To use base conda environment to run scraping codes

### Scraping codes to scrape glassdoor's DBS reviews (Sort to show the most recent reviews)

Countries of interest: Singapore, Taiwan, Hong Kong, India, China, Indonesia

Positions of interest: Contract, Part-time, Full-time

To select companies based on P&L 

Group 1: Foreign banks in Singapore: Source (https://sgbanks.com)
(JP Morgan Singapore, Goldman Sachs)
 
Group 2: Local Banks (UOB, OCBC)
- UOB ratings - 3.5
- OCBC ratings - 3.6

Group 3: Source (https://www.glassdoor.com/Explore/top-information-technology-companies-singapore_IS.4,26_ISEC10013_IL.37,46_IM1123.htm) 
Tech Companies (Google, Apple, Microsoft)

### Steps to be automated:
1. On page 1, clicking on "Continue Reading" for each review will cause a pop up to appear
2. Click on 'x' for pop up
3. After scraping all info for 1st page, move on to next page
4. A 'sign up' screen will then appear
5. Click on blue 'sign in' button
6. Input email and password into 'sign in' fields and click on blue 'sign in' button
7. After step 6, will land on pg 2
8. Proceed to click on 'Continue Reading' for all reviews. But this time, no pop up will appear
9. Scrape wanted info and move on to next page
10. Repeat step 9 for the rest of the pages

*Dataframe to be saved as xlsx as saving in csv may have some problem*

Note when running the following codes:

- If you face **WebdriverException** or **ElementClickException**, restart kernel and rerun `scraping_glassdoor_v1()`

    - **I recommend scraping only 4000 reviews at one go**. E.g., if you want to scrape reviews of a company with 10k reviews (1000 pages), I recommend scraping 4000, 4000, 2000 reviews.

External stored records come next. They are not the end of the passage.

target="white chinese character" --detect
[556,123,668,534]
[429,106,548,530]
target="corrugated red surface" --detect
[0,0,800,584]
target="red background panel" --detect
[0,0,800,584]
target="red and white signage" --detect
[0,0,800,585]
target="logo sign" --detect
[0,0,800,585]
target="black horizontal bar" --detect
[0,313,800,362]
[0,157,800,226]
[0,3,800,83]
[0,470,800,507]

    - If you do that, then you need to place the url for the 1st page, 401st page and 801st page into the 2nd parameter of scraping_glassdoor_v1()

- You need to install chromedriver before using this code

- Replace the 3rd and 4th parameter of scraping_glassdoor_v1() with your email and glassdoor password

In [6]:
# Codes to scrape Glassdoor for reviews like DBS - those that do not produce any exception
import time
import math
import requests
import numpy as np
import pandas as pd
from bs4 import BeautifulSoup
from selenium import webdriver
from selenium.webdriver.common.by import By
from selenium.webdriver.support.ui import WebDriverWait
from selenium.common.exceptions import NoSuchElementException
from selenium.webdriver.support import expected_conditions as EC
from selenium.webdriver.common.action_chains import ActionChains

def scraping_glassdoor_v1(num_reviews:int, url:str, email:str, password:str):
    
    '''
    num_reviews: Number of reviews to be retrieved at one go
    url: Input url that reviews should be scraped from (vary according to country of interest)
    email: Input email that is registered on glassdoor
    password: Input password 
    '''

    date_occupation=[]
    rating=[]
    pros_list=[]
    cons_list=[]
    country_list=[]
    page_list=[]
    current_or_former_employee=[]
    recommended=[]
    ceoApproval=[]
    business_Outlook=[]
    

    driver = webdriver.Chrome(r'C:\Webdriver\chromedriver') # put directory that chromedriver is stored in
    driver.get(url)
    
    for i in range(math.ceil(num_reviews/10)):
        
        intermediate_page_list=[]

        if EC.visibility_of_all_elements_located((By.XPATH, "//*[@class='v2__EIReviewDetailsV2__continueReading']")):
            time.sleep(5)
            if i == 0: # Do the following steps if it is the first page

                # If there are "continue reading" buttons, click on those to show full reviews
                for review in driver.find_elements_by_class_name("v2__EIReviewDetailsV2__continueReading"):
                    review.click()

                    # If prompt appears, click x to close it 
                    try:
                        driver.find_element_by_class_name("modal_closeIcon").click()  #clicking on the X.
                        driver.find_element_by_class_name("modal_closeIcon-svg").click()  #clicking on the X.
                    except NoSuchElementException:
                        pass
            else:
                for review in driver.find_elements_by_class_name("v2__EIReviewDetailsV2__continueReading"):
                    driver.execute_script("var x= document.getElementsByClassName('v2__EIReviewDetailsV2__continueReading')[0];"+"x.click();")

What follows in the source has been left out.